A bug in Uniswap has been fixed that could have cost users millions, if not billions, of dollars. By total value locked, the DEX is the largest exchange in the world, with $3.26 billion in assets under management.
The Dedaub team was the first to identify the re-entrancy error that could have resulted in the loss of user funds. They then informed the Uniswap development group. The DEX developer acknowledged the error, fixed it, and redeployed the Universal Router smart contracts across all of Polygon’s chains.
The Dedaub team noted that this weakness was introduced as a result of Uniswap’s decision to introduce the Universal Router, which combines NFTs and ERC-20 (fungible) tokens into a single swap router. According to their analysis, malicious actors could “embed a scripting language for all kinds of token actions.”
“Such commands could include transfers to third party (potentially untrusted) recipients. In a correct implementation, such a transfer should send to the recipient only what the call parameters specify. However, if third-party code is invoked at any point in the transfer (which manifests itself due to composition of protocols), the code can reenter the Universal Router and claim any tokens temporarily in the contract.”
After Uniswap re-deployed the Universal Router and added “a re-entrancy lock to the core execution,” funds are now secure.
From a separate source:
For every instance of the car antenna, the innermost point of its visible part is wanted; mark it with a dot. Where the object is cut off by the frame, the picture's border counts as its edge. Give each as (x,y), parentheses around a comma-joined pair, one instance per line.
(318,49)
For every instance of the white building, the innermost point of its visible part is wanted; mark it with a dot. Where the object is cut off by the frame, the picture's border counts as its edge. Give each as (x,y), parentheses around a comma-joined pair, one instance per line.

Because of the way transfers are handled in account-based blockchains like Ethereum, the re-entrancy attack is a common smart contracting mistake. Hackers have discovered this flaw over time and have stolen hundreds of millions of tokens.
For context, it should be noted that a re-entrancy attack was used to lock millions of ETH in the first-ever DAO in Ethereum, causing the network to split into the longer-chain Ethereum and the proof-of-work Ethereum classic.
In order to take advantage of this weakness, the attacker starts an endless loop between the weak smart contracts and their smart contract, draining the latter’s holdings of money. Once the transaction is approved from the pool, the victim cannot recover funds because smart contracts are executed on an immutable base layer.
Dedaub was awarded a $40k bounty as part of the $3 million program that Uniswap announced.